[Samuel F. B. Morse, His Letters and Journals by Samuel F. B. Morse]@TWC D-Link bookSamuel F. B. Morse, His Letters and Journals CHAPTER XXXII 36/37
A few months will decide....
You have before you the fate of an inventor, and, take as much pains as you will to secure to yourself your valuable invention, make up your mind from my experience now, in addition to others, that you will be robbed of it and abused into the bargain.
This is the lot of a successful inventor or discoverer, and no precaution, I believe, will save him from it.

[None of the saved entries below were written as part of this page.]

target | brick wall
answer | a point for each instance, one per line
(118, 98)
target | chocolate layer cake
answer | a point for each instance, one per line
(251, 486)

He will meet with a mixed estimate; the enlightened, the liberal, the good, will applaud him and respect him; the sordid, the unprincipled will hate him and detract from his reputation to compass their own contemptible and selfish ends." While events in the business world were rapidly converging towards the great lawsuits which should either confirm the inventor's rights to the offspring of his brain, or deprive him of all the benefits to which he was justly and morally entitled, he continued to find solace from all his cares and anxieties in his new home, with his children and friends around him.
He touches on the lights and shadows in a letter to his brother, who was still in England, dated New York, April 19, 1848:-- "I snatch a moment by the Washington, which goes to-morrow, to redeem my character in not having written of late so often as I could wish.